Option 1 is for people who are not me. Much like there is no correct way to be a human, there is no correct way to be transfemme. A voice is a voice and it should be respected as it belongs to a person. However I really don’t like my voice (I hated every recording I was in since I was a child, I wonder why?) so I want something to change.

Option 2 is great and I have been exploring that for the better part of 2 years. While voice therapists are rather fully booked (much like most specialists), I eventually found a wonderful person who is doing their very best to help me. However after doing therapy for 2 years, I don’t sound much different, so this leads to…

Option 3, surgery. Fuck surgery is scary, and for some people it’s necessary. After not having much results from therapy I went to get my throat checked and it turns out that some people just have their vocal cords lengthen too much, or they have naturally too much stress from speaking and they may never achieve their goals without surgery. Guess what camp I recently found out I was in.

Next up, is facial hair. “Just get laser”, yeah I know I’ll book it at some point when I can look at my calendar and see free time. Shaving every day is a pain and is a big insecurity, but I do have to say that I look at my face in a mirror with bright lights at a distance of about 10cm. If anyone else is that close, it’s my fiancé so I really don’t have to worry.

Finally, bottom surgery. This is a part of the system I have not yet brushed up against. From talking to doctors, there are maybe a handful of surgeons per state that do bottom feminisation surgery, a handful of surgeons in the country that do bottom masculinisation surgery, and a number approaching none that do nullification surgery. Doctors that I have seen when I bring up the topic do generally say “While I can’t recommend you just go to Thailand to get it done, I don’t really see many other options.”.

Review of the healthcare system

So everything I have said so far sounds pretty good, right? Well…

Look, whenever there is a societal health issue, disease, contraceptive, medical condition, cancer, there are a few steps that are taken to ensure that the maximum amount of people possible can not only access the healthcare, but not get the condition the care solves in the first place. First, a healthcare system will ensure it has a cure for a condition. Whether that cure is a drug, antibacterial, surgery, or medication to remove the worst of the effects there will be an effort to ensure that anyone who has the condition will live their best life.

Second, a healthcare system will work on prevention. Sunscreen, pre-screening recommendations, testing the sewerage supply for viral markers. All of these things help prevent outbreaks in a community or an individual from acquiring the condition in an immediate sense.

Third, a healthcare system will work on awareness.
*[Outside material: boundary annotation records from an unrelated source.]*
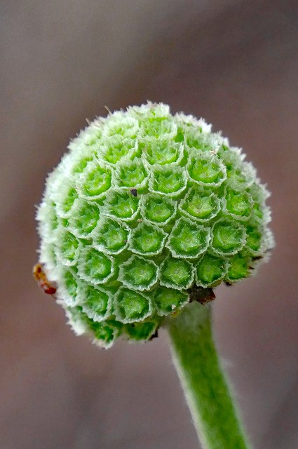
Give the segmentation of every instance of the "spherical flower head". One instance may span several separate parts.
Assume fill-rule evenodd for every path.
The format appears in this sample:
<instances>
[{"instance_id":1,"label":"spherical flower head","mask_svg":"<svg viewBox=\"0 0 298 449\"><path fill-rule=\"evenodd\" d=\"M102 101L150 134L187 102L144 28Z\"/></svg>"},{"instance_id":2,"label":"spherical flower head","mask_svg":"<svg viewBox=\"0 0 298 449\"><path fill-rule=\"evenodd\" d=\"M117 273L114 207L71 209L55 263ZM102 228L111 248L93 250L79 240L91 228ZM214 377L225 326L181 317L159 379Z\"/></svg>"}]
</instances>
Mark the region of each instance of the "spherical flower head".
<instances>
[{"instance_id":1,"label":"spherical flower head","mask_svg":"<svg viewBox=\"0 0 298 449\"><path fill-rule=\"evenodd\" d=\"M248 277L273 247L268 192L203 119L148 102L97 118L69 149L38 209L39 261L100 346L150 340L196 289Z\"/></svg>"}]
</instances>

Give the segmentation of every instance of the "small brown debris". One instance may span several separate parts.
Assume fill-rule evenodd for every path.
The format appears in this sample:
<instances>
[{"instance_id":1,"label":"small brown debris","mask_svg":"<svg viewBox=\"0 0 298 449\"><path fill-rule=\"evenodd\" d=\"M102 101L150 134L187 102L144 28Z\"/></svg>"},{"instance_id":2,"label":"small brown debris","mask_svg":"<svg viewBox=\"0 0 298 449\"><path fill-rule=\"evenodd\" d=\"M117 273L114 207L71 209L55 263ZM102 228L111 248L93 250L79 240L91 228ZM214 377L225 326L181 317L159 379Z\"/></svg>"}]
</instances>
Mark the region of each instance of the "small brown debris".
<instances>
[{"instance_id":1,"label":"small brown debris","mask_svg":"<svg viewBox=\"0 0 298 449\"><path fill-rule=\"evenodd\" d=\"M215 299L215 295L212 288L203 288L195 286L189 288L187 292L189 296L189 302L197 301L200 304L206 304Z\"/></svg>"},{"instance_id":2,"label":"small brown debris","mask_svg":"<svg viewBox=\"0 0 298 449\"><path fill-rule=\"evenodd\" d=\"M47 295L55 295L57 288L48 281L46 273L41 264L36 264L33 267L33 276L37 281L39 287Z\"/></svg>"}]
</instances>

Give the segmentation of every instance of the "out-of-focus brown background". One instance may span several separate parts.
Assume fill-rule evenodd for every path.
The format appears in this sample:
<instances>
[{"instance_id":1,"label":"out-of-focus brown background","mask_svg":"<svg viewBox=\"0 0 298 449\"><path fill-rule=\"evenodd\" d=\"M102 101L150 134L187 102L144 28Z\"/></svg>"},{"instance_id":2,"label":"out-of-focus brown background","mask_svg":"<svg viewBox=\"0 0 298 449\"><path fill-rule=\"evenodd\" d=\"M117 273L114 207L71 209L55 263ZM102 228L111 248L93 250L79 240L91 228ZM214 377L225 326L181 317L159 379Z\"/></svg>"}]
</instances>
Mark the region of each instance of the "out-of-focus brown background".
<instances>
[{"instance_id":1,"label":"out-of-focus brown background","mask_svg":"<svg viewBox=\"0 0 298 449\"><path fill-rule=\"evenodd\" d=\"M212 122L272 191L271 262L218 289L215 326L254 447L298 447L297 25L290 0L2 0L1 449L198 447L165 333L100 351L31 274L69 138L147 99Z\"/></svg>"}]
</instances>

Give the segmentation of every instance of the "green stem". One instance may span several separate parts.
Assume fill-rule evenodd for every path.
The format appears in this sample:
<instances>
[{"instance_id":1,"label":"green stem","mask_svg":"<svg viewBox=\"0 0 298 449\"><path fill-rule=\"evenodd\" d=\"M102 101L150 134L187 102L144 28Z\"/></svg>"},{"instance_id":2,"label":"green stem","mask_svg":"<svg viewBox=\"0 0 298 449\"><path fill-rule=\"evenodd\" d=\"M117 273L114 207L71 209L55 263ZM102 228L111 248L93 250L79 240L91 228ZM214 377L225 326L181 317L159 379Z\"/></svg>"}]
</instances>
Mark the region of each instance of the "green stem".
<instances>
[{"instance_id":1,"label":"green stem","mask_svg":"<svg viewBox=\"0 0 298 449\"><path fill-rule=\"evenodd\" d=\"M248 449L213 342L211 308L198 302L168 321L172 353L204 449Z\"/></svg>"}]
</instances>

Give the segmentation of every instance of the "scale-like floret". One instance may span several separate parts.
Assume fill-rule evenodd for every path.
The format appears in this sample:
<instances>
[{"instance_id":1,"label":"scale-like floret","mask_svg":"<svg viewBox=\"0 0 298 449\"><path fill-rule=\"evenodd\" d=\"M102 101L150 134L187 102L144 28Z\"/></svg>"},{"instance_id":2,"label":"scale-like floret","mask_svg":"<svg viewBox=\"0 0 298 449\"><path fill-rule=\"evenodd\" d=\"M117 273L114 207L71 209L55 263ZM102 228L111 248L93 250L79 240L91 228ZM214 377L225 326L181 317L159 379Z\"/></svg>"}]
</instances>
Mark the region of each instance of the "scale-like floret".
<instances>
[{"instance_id":1,"label":"scale-like floret","mask_svg":"<svg viewBox=\"0 0 298 449\"><path fill-rule=\"evenodd\" d=\"M97 119L69 149L37 220L46 282L77 334L149 340L196 288L267 258L268 192L203 119L148 102Z\"/></svg>"}]
</instances>

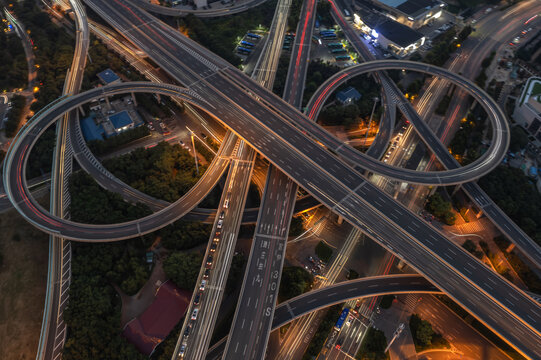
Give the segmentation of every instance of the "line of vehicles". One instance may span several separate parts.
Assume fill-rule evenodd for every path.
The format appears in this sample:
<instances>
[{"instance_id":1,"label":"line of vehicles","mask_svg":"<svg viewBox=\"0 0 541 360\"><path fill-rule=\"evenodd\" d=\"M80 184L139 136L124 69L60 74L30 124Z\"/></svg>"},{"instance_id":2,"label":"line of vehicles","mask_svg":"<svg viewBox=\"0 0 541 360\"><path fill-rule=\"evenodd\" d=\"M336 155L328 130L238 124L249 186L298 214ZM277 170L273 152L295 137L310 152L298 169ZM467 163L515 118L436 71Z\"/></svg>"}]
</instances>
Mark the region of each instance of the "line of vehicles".
<instances>
[{"instance_id":1,"label":"line of vehicles","mask_svg":"<svg viewBox=\"0 0 541 360\"><path fill-rule=\"evenodd\" d=\"M201 284L199 285L199 290L197 295L195 295L193 300L193 310L190 315L190 322L186 326L186 329L184 330L184 334L182 337L182 344L180 345L179 353L178 355L183 358L186 354L186 347L188 346L188 336L190 335L190 331L192 327L194 326L195 322L197 321L197 316L199 315L199 305L201 303L203 294L205 292L205 289L208 284L208 279L210 276L210 272L212 270L212 265L214 264L214 257L213 255L216 252L216 249L218 248L218 244L220 243L220 237L222 234L222 227L224 224L225 219L225 211L229 207L229 199L231 197L231 192L227 193L226 199L224 200L224 203L222 205L222 210L220 211L220 214L218 215L218 222L216 224L216 231L214 233L214 238L212 239L212 243L209 247L209 254L207 255L207 259L205 260L205 271L203 272L203 279L201 280Z\"/></svg>"},{"instance_id":2,"label":"line of vehicles","mask_svg":"<svg viewBox=\"0 0 541 360\"><path fill-rule=\"evenodd\" d=\"M250 55L255 47L255 44L252 41L254 40L257 41L261 39L261 35L254 34L254 33L247 33L245 36L245 39L248 39L248 40L241 40L241 42L237 46L237 53L240 55Z\"/></svg>"}]
</instances>

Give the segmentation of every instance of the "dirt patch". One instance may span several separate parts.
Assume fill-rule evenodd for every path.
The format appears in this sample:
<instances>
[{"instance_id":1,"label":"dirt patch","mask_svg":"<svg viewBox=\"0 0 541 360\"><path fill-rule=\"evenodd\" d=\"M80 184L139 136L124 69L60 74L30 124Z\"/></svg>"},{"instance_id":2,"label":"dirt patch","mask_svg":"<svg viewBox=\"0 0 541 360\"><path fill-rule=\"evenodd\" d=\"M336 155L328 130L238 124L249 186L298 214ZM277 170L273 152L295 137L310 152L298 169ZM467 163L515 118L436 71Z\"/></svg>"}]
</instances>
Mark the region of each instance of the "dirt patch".
<instances>
[{"instance_id":1,"label":"dirt patch","mask_svg":"<svg viewBox=\"0 0 541 360\"><path fill-rule=\"evenodd\" d=\"M47 281L49 236L15 210L0 215L0 359L35 359Z\"/></svg>"}]
</instances>

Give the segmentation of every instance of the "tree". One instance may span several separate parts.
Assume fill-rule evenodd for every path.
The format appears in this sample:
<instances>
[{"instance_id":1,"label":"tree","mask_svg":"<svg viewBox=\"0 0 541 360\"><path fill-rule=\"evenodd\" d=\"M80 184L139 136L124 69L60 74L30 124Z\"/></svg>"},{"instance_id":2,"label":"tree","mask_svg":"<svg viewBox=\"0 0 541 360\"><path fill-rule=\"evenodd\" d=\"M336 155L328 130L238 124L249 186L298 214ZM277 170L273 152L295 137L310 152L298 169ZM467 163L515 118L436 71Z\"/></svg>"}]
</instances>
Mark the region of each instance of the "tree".
<instances>
[{"instance_id":1,"label":"tree","mask_svg":"<svg viewBox=\"0 0 541 360\"><path fill-rule=\"evenodd\" d=\"M451 203L445 201L440 194L435 193L428 198L427 209L447 225L455 223L456 216L452 212Z\"/></svg>"},{"instance_id":2,"label":"tree","mask_svg":"<svg viewBox=\"0 0 541 360\"><path fill-rule=\"evenodd\" d=\"M179 288L192 291L202 262L200 254L174 252L164 260L163 270Z\"/></svg>"},{"instance_id":3,"label":"tree","mask_svg":"<svg viewBox=\"0 0 541 360\"><path fill-rule=\"evenodd\" d=\"M280 302L291 299L307 291L312 283L312 275L298 266L284 266L278 298Z\"/></svg>"},{"instance_id":4,"label":"tree","mask_svg":"<svg viewBox=\"0 0 541 360\"><path fill-rule=\"evenodd\" d=\"M316 255L323 260L324 262L328 263L329 260L331 260L332 257L332 248L325 244L323 241L320 241L316 245Z\"/></svg>"},{"instance_id":5,"label":"tree","mask_svg":"<svg viewBox=\"0 0 541 360\"><path fill-rule=\"evenodd\" d=\"M424 349L432 344L434 330L428 321L421 319L417 314L413 314L410 318L410 329L416 346Z\"/></svg>"},{"instance_id":6,"label":"tree","mask_svg":"<svg viewBox=\"0 0 541 360\"><path fill-rule=\"evenodd\" d=\"M511 128L511 143L509 144L509 150L512 152L520 151L528 145L528 133L524 131L520 126L513 126Z\"/></svg>"}]
</instances>

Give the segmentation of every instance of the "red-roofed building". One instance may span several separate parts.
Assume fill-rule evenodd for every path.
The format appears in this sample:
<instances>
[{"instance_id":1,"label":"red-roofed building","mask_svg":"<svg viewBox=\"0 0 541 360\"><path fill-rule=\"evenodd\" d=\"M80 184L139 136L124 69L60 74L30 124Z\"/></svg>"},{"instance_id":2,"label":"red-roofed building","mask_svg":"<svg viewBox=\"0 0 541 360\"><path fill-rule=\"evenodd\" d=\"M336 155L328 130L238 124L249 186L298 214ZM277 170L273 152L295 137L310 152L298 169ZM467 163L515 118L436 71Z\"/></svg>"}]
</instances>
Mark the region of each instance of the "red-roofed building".
<instances>
[{"instance_id":1,"label":"red-roofed building","mask_svg":"<svg viewBox=\"0 0 541 360\"><path fill-rule=\"evenodd\" d=\"M169 280L164 282L152 304L126 324L122 335L141 353L152 354L186 314L191 297L190 291L179 289Z\"/></svg>"}]
</instances>

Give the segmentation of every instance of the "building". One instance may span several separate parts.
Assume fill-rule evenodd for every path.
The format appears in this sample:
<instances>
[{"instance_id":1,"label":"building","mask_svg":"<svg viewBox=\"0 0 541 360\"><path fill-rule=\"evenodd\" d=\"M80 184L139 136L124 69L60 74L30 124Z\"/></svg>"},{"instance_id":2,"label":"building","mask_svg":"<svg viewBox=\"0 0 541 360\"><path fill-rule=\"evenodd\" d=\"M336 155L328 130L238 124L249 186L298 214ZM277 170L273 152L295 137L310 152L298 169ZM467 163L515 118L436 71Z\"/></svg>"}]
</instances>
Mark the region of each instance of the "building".
<instances>
[{"instance_id":1,"label":"building","mask_svg":"<svg viewBox=\"0 0 541 360\"><path fill-rule=\"evenodd\" d=\"M117 134L134 127L133 119L126 110L122 110L109 116L109 121L113 125L113 129Z\"/></svg>"},{"instance_id":2,"label":"building","mask_svg":"<svg viewBox=\"0 0 541 360\"><path fill-rule=\"evenodd\" d=\"M411 55L425 43L423 34L393 20L377 25L372 37L378 40L383 49L401 58Z\"/></svg>"},{"instance_id":3,"label":"building","mask_svg":"<svg viewBox=\"0 0 541 360\"><path fill-rule=\"evenodd\" d=\"M515 104L513 119L541 141L541 78L528 79Z\"/></svg>"},{"instance_id":4,"label":"building","mask_svg":"<svg viewBox=\"0 0 541 360\"><path fill-rule=\"evenodd\" d=\"M342 105L349 105L354 101L357 101L361 98L361 94L353 86L348 87L345 90L339 91L336 94L336 100L338 100Z\"/></svg>"},{"instance_id":5,"label":"building","mask_svg":"<svg viewBox=\"0 0 541 360\"><path fill-rule=\"evenodd\" d=\"M86 141L103 140L104 129L101 125L96 125L91 116L81 120L81 131Z\"/></svg>"},{"instance_id":6,"label":"building","mask_svg":"<svg viewBox=\"0 0 541 360\"><path fill-rule=\"evenodd\" d=\"M367 40L377 41L382 49L399 58L413 54L426 40L417 30L366 8L358 8L353 18Z\"/></svg>"},{"instance_id":7,"label":"building","mask_svg":"<svg viewBox=\"0 0 541 360\"><path fill-rule=\"evenodd\" d=\"M418 29L441 16L445 3L439 0L372 0L390 19Z\"/></svg>"},{"instance_id":8,"label":"building","mask_svg":"<svg viewBox=\"0 0 541 360\"><path fill-rule=\"evenodd\" d=\"M105 85L109 84L115 84L120 82L120 78L117 74L111 69L105 69L101 73L98 74L98 78L101 80L102 83Z\"/></svg>"},{"instance_id":9,"label":"building","mask_svg":"<svg viewBox=\"0 0 541 360\"><path fill-rule=\"evenodd\" d=\"M152 304L124 326L122 335L137 350L150 355L188 311L191 292L179 289L171 281L156 291Z\"/></svg>"}]
</instances>

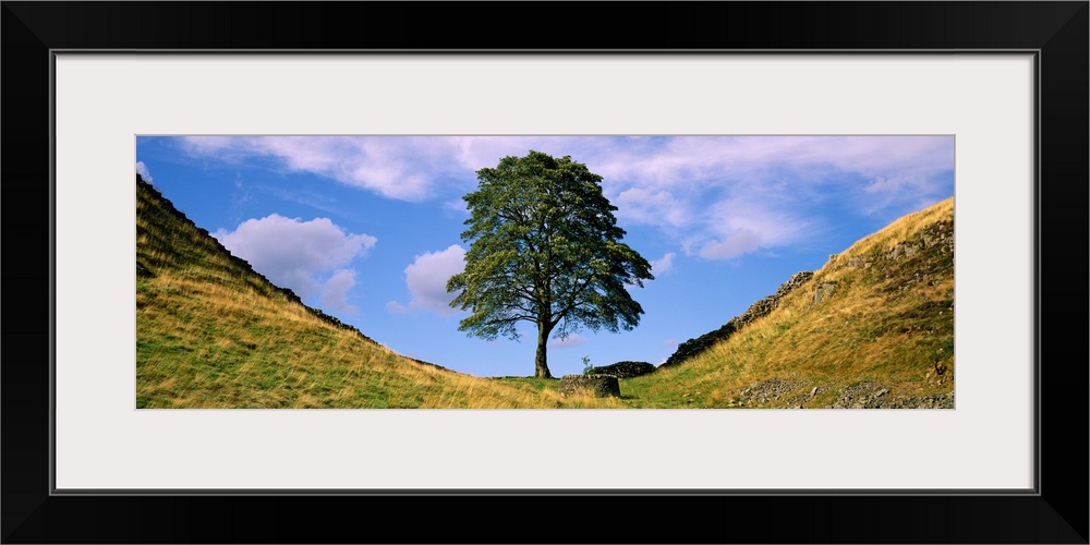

Messaging about the dangers of sun damage, posters about how to wash your hands to ensure they are perfectly clean, booklets about dangerous diseases that could crop up and their symptoms, pamphlets of signs that someone is under acute stress or could be suffering a mental illness. All of these things allow a community to check in and make sure everyone is safe and has the information on how to report if they are displaying symptoms.

The failure of the system for me was not the hormones, or the therapies, or my need for surgery. Healthcare has failed me as at no point in my childhood was it pointed out that I didn’t need to be a boy, no one told me that I didn’t have to go through a testosterone-based puberty, that I could have switched puberties or taken some puberty blockers while I considered how it would impact my life. And now I get to pay for it in the scars on my body that a testosterone based puberty wreaked on me. Scars that I did not want and was not told that I could have avoided.

When I see a voice therapist, my voice therapy sessions aren’t booked to Medicare under “affirmative gender care” or anything to say that someone like me should have to see a voice therapist, my sessions are booked under “Chronic Disease Management”, and like a lot of Chronic diseases, I wouldn’t have to be there if I got the information and treatment when I needed it, when it would have been the most effective.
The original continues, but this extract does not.